Billions needed to fix crumbling Toronto schools

By Cristina Howorun

Leaky roofs, cracked foundation, broken windows and heaters that don’t always work – that’s the learning environment for much of Ontario’s student population. Its part of a staggering repair backlog that, according to data from the Ministry of Education, will cost $16-billion to repair if done today.

It’s a number that’s likely to grow before it diminishes.

“The majority of repair work that is done is reactive,” explains Krista Wylie, co-founder of Fix Our Schools. “We don’t fix a roof until its actually leaking on top of children’s heads and so maybe its damaged a whole classroom of computers, so it ends up being more expensive.”

Wylie co-founded the group back in 2014, after learning that her son was wearing a winter coat and hat in the classroom.

“They were doing a science experiment and measuring temperatures of the hallways and classrooms and that’s when I found out his classroom was 12 degrees,” she explains. She started investigating and realized how broken Ontario – and Toronto’s – schools truly are.

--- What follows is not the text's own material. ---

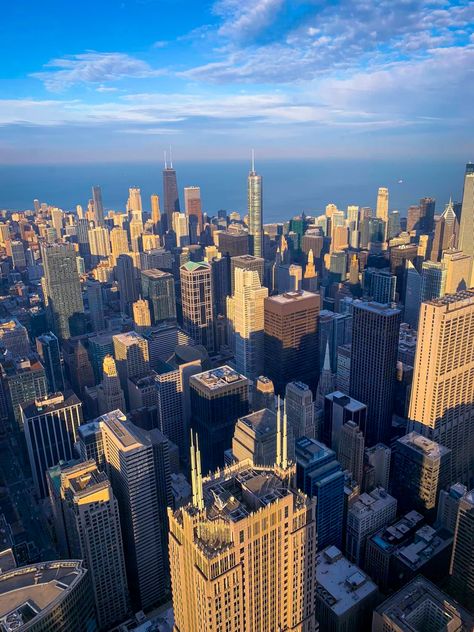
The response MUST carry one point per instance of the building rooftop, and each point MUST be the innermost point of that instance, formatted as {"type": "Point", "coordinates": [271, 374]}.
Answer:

Toronto schools – including the public, Catholic, French and French Catholic boards – need about $4.7-billion in repairs.

The Toronto District School Board has a repair list of 23,000 items that need tending to, ranging from major structural repairs to replacing toilets and plumbing fixtures to fixing broken lockers.

“It’s a huge issue for students and staff who work in these schools. It can manifest itself in very visible ways, like classroom temperatures,” Wylie explains. “It can also manifest in invisible disrepair; mold that we don’t know about. Fire suppression systems that could fail in the case of an actual fire if not kept in a state of good repair.”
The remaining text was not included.